Santos “blatantly stole from his campaign” and “cannot be trusted,” the committee report said.

About an hour after the report’s release, Santos responded to it with a tweet saying he would not seek re-election next year, but not before blasting the investigation as “biased” and complaining of his legal bills. Santos didn’t return a request for comment via text, including asking whether he wanted to specifically refute any allegations.

The 56-page report provides a salacious overview of the most stunning allegations in the Santos repertoire, leading to findings from the panel that Santos likely committed campaign finance violations by filing false reports with the FEC, engaged in fraudulent conduct with respect to a political consulting firm he ran, and hid critical information on his financial disclosure filings.

The committee said that the congressman did not fully cooperate with its investigation and added that it was recommending that the results of its probe be referred to the Justice Department.

TPM first reported a series of allegations laid out in the report, including that the panel was focusing on Santos persuading other Republican campaigns to use a political consulting firm he ran without disclosing his own role. TPM first reported that donors to Santos reported unauthorized credit card charges after contributing to his campaign, and extensively documented bizarre filings in his federal and state political action committees.

Santos, the panel said, failed to fully comply with the investigation. The panel issued 37 subpoenas and 47 voluntary requests for information, interviewing more than 40 witnesses.

Santos was not one of them, the report said. He only provided a partial response to a request for information after what the committee described as “lengthy delays.” In the end, the panel said that it declined to issue a subpoena for Santos’ testimony in part because it believed that anything he told them “would have low evidentiary value given his admitted practice of embellishment.”

But overall, the report provides extensive new allegations about how Santos sought to fool the public, federal campaign regulators, and other campaigns, and how he spent the funds he took in.

Take the case of RedStone Strategies, a Florida-based company which Santos formed in 2021. House ethics investigators, repeating allegations made in an October federal indictment of Santos, said that the congressman tricked two donors into transferring a combined $50,000 to the firm by directing a staffer to tell them that the company was an “independent expenditure committee” set up to help his campaign.

Santos, the report says, then received $50,000 in transfers from RedStone to his personal bank account. He then spent the money on luxury brand Hermes, erotic video site Only Fans, at Sephora, and to pay down credit card bills.

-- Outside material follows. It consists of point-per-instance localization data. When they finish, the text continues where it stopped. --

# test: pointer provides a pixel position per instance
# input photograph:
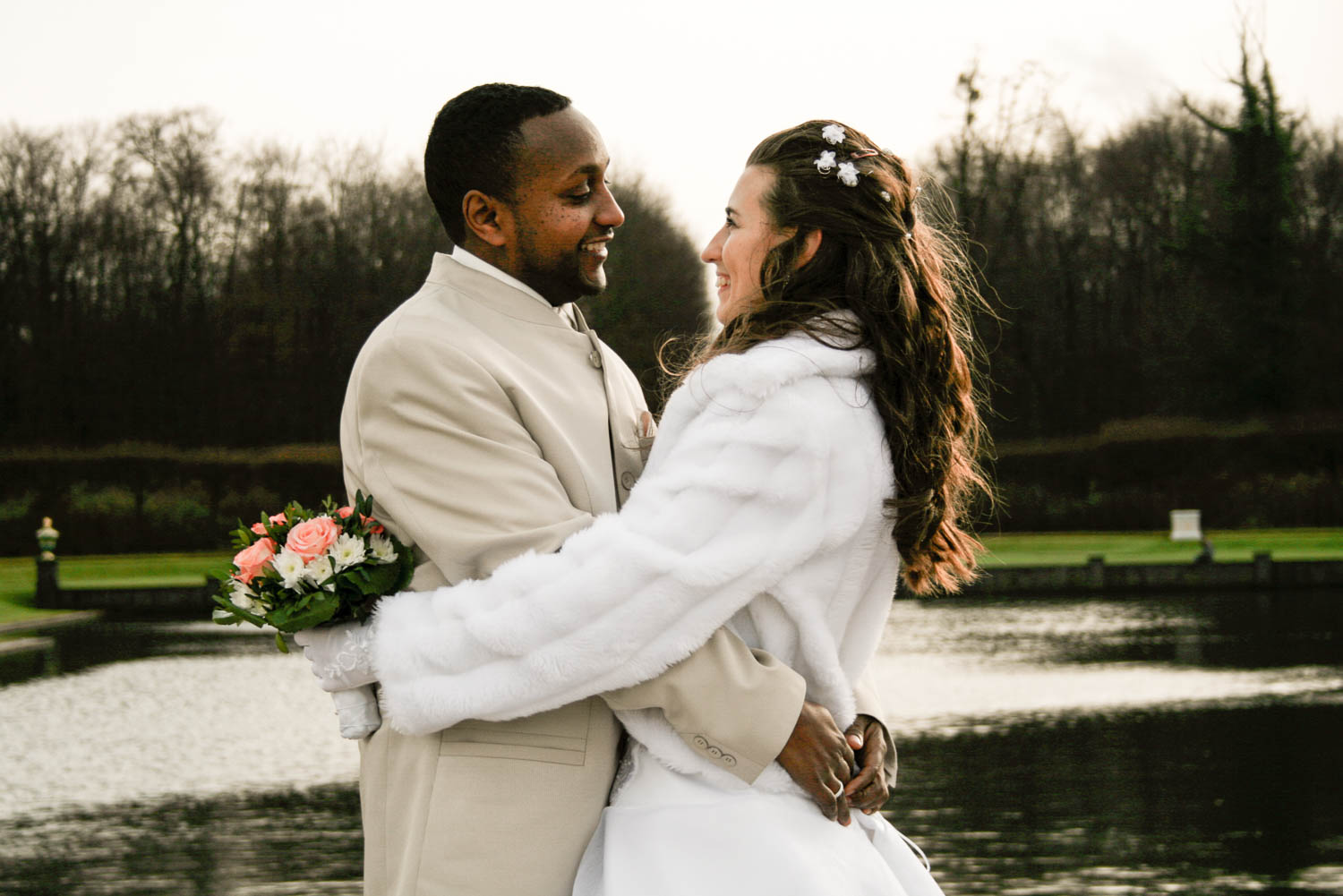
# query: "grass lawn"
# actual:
(18, 576)
(1069, 549)
(1034, 549)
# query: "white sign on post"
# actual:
(1186, 527)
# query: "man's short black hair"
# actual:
(475, 142)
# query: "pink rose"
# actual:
(252, 559)
(276, 519)
(312, 538)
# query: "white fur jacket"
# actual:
(760, 507)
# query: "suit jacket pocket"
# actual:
(559, 737)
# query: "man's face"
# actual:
(563, 209)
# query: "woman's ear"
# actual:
(488, 218)
(810, 243)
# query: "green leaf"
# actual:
(233, 608)
(317, 613)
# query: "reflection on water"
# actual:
(1136, 746)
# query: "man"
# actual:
(486, 419)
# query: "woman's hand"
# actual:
(868, 790)
(340, 654)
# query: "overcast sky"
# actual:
(681, 90)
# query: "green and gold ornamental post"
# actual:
(48, 586)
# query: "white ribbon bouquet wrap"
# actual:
(300, 568)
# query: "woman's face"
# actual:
(738, 250)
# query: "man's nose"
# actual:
(609, 214)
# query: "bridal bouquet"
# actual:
(300, 568)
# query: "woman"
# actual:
(818, 448)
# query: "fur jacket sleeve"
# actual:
(760, 507)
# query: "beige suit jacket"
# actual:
(486, 424)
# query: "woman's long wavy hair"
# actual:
(910, 289)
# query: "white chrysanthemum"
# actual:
(290, 568)
(319, 570)
(383, 550)
(346, 551)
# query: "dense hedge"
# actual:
(156, 499)
(152, 499)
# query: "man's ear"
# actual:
(810, 243)
(488, 218)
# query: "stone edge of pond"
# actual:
(51, 621)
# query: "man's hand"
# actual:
(819, 759)
(869, 789)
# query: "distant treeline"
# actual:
(158, 286)
(1187, 265)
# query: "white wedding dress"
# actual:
(763, 508)
(668, 833)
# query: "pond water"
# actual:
(1048, 747)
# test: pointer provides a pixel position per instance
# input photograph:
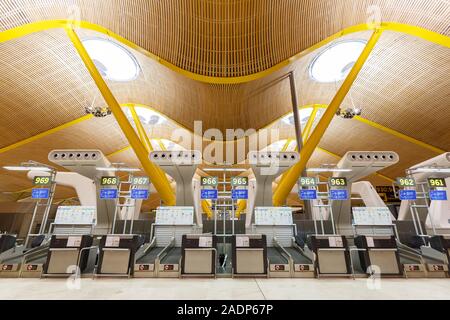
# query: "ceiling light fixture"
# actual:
(113, 61)
(335, 62)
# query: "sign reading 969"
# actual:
(239, 181)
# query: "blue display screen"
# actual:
(237, 194)
(139, 194)
(308, 194)
(338, 194)
(108, 193)
(40, 193)
(209, 194)
(439, 195)
(407, 195)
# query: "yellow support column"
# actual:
(162, 186)
(288, 181)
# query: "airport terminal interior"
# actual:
(224, 149)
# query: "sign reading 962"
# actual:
(209, 181)
(239, 181)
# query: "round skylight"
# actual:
(304, 116)
(113, 61)
(334, 63)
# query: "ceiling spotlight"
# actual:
(335, 62)
(113, 61)
(348, 113)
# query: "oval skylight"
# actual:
(334, 63)
(148, 117)
(304, 116)
(113, 61)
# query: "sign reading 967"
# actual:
(337, 182)
(42, 181)
(239, 181)
(209, 181)
(109, 181)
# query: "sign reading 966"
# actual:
(239, 181)
(209, 181)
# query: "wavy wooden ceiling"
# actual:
(404, 84)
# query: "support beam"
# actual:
(45, 133)
(162, 186)
(288, 181)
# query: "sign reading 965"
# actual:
(109, 181)
(209, 181)
(239, 181)
(42, 181)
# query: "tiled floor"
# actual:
(252, 289)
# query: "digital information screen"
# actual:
(338, 194)
(308, 182)
(140, 181)
(209, 181)
(407, 195)
(108, 193)
(40, 193)
(139, 194)
(238, 194)
(239, 181)
(406, 182)
(308, 194)
(209, 194)
(436, 183)
(438, 195)
(109, 181)
(42, 181)
(337, 182)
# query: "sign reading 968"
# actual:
(209, 181)
(109, 181)
(239, 181)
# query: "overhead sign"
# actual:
(40, 193)
(109, 181)
(139, 194)
(270, 216)
(108, 193)
(42, 181)
(338, 194)
(209, 181)
(406, 182)
(438, 195)
(407, 195)
(238, 194)
(308, 194)
(209, 194)
(368, 216)
(308, 182)
(140, 181)
(239, 181)
(76, 215)
(436, 183)
(337, 182)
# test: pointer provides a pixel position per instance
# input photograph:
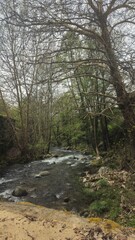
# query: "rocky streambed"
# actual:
(52, 182)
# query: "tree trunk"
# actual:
(123, 98)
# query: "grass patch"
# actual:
(105, 201)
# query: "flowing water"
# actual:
(59, 188)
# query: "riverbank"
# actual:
(27, 221)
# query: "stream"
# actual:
(58, 188)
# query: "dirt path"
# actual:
(30, 222)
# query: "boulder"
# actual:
(19, 192)
(42, 174)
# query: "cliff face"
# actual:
(27, 221)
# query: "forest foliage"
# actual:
(67, 74)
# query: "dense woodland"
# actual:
(67, 75)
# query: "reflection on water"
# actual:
(57, 189)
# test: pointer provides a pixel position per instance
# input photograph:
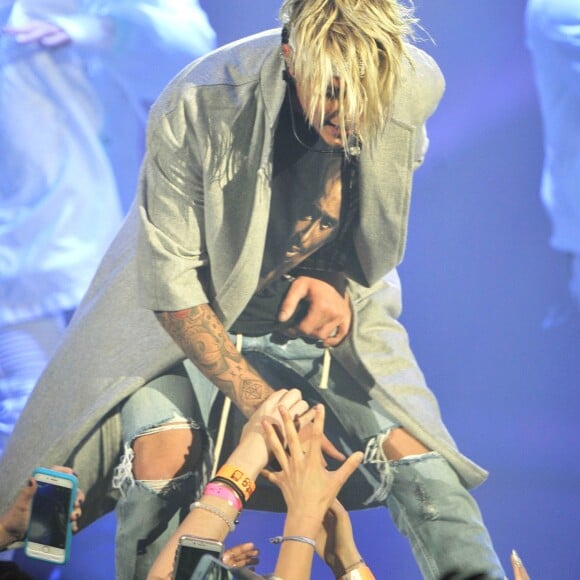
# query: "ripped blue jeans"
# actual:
(424, 495)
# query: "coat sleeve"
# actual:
(172, 254)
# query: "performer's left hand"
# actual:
(329, 313)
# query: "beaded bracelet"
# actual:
(224, 492)
(230, 485)
(242, 482)
(303, 539)
(216, 511)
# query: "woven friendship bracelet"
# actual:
(224, 492)
(303, 539)
(236, 476)
(216, 511)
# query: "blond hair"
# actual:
(360, 44)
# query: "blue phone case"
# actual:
(68, 532)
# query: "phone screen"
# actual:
(50, 514)
(188, 559)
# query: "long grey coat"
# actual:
(115, 344)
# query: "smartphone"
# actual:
(210, 568)
(190, 551)
(49, 532)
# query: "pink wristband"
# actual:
(223, 492)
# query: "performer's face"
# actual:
(326, 125)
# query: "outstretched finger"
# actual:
(292, 440)
(274, 443)
(348, 467)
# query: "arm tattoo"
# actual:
(203, 338)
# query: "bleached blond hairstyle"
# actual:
(360, 44)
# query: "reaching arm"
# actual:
(250, 456)
(205, 341)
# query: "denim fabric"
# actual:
(146, 518)
(424, 495)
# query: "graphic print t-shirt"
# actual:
(306, 213)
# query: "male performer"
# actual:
(272, 211)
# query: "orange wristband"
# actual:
(238, 478)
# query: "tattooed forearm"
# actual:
(203, 338)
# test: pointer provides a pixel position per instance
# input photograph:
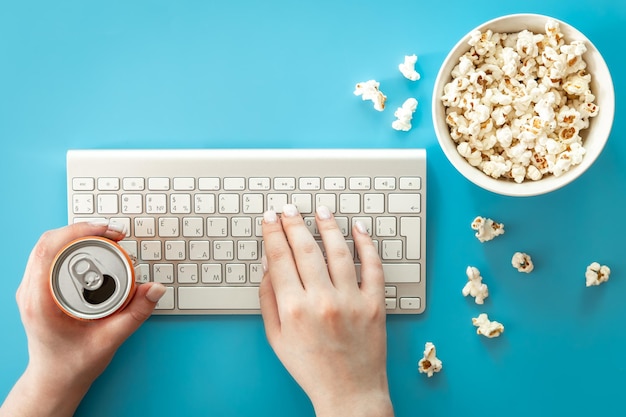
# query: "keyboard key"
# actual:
(374, 203)
(234, 184)
(235, 273)
(208, 184)
(350, 203)
(156, 203)
(167, 301)
(184, 184)
(180, 203)
(107, 204)
(412, 303)
(310, 183)
(228, 203)
(145, 227)
(163, 273)
(158, 184)
(82, 204)
(133, 184)
(397, 273)
(410, 227)
(108, 184)
(192, 298)
(211, 273)
(404, 203)
(384, 183)
(334, 184)
(187, 273)
(199, 250)
(284, 184)
(204, 203)
(132, 204)
(259, 184)
(410, 183)
(328, 200)
(360, 183)
(83, 184)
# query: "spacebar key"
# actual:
(218, 298)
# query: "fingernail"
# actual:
(290, 210)
(361, 227)
(270, 216)
(156, 291)
(323, 212)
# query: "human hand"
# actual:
(65, 354)
(328, 331)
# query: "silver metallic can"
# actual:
(92, 278)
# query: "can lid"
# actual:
(92, 278)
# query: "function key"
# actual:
(385, 183)
(159, 184)
(285, 183)
(83, 184)
(209, 184)
(310, 183)
(108, 184)
(184, 184)
(360, 183)
(133, 184)
(334, 183)
(259, 184)
(234, 183)
(410, 183)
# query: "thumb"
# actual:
(138, 310)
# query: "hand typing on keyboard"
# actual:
(328, 331)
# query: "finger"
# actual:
(372, 275)
(306, 252)
(339, 257)
(122, 324)
(269, 309)
(284, 273)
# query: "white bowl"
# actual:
(594, 137)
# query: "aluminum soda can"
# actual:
(92, 278)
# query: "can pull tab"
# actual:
(85, 272)
(97, 287)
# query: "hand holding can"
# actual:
(66, 355)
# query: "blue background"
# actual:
(206, 74)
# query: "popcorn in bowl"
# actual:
(503, 118)
(518, 101)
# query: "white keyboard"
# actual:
(194, 216)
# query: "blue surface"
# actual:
(187, 74)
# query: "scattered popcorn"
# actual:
(475, 286)
(429, 364)
(369, 90)
(486, 327)
(486, 229)
(596, 274)
(404, 115)
(522, 262)
(407, 68)
(517, 103)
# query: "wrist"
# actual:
(366, 404)
(45, 393)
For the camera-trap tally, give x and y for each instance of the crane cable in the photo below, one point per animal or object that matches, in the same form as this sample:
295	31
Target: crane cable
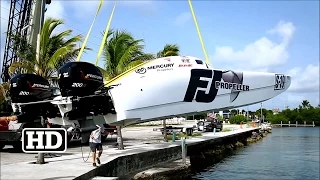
87	36
199	34
105	33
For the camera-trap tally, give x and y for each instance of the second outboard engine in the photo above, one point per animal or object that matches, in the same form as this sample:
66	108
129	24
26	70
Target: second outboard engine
84	83
29	89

The panel noted a few instances where it did not pursue investigation because, it said, it didn’t want to impinge on the ongoing DOJ probe. That included allegations, first reported by TPM, that Santos ran donors’ credit cards without their permission.

But apart from the wild expenses, the outrageous lies, and sheer griftiness of it all, the panel took a moment to offer a blunter castigation of Santos’ behavior.

His conduct, the panel said, “warrants public condemnation, is beneath the dignity of the office, and has brought severe discredit upon the House.”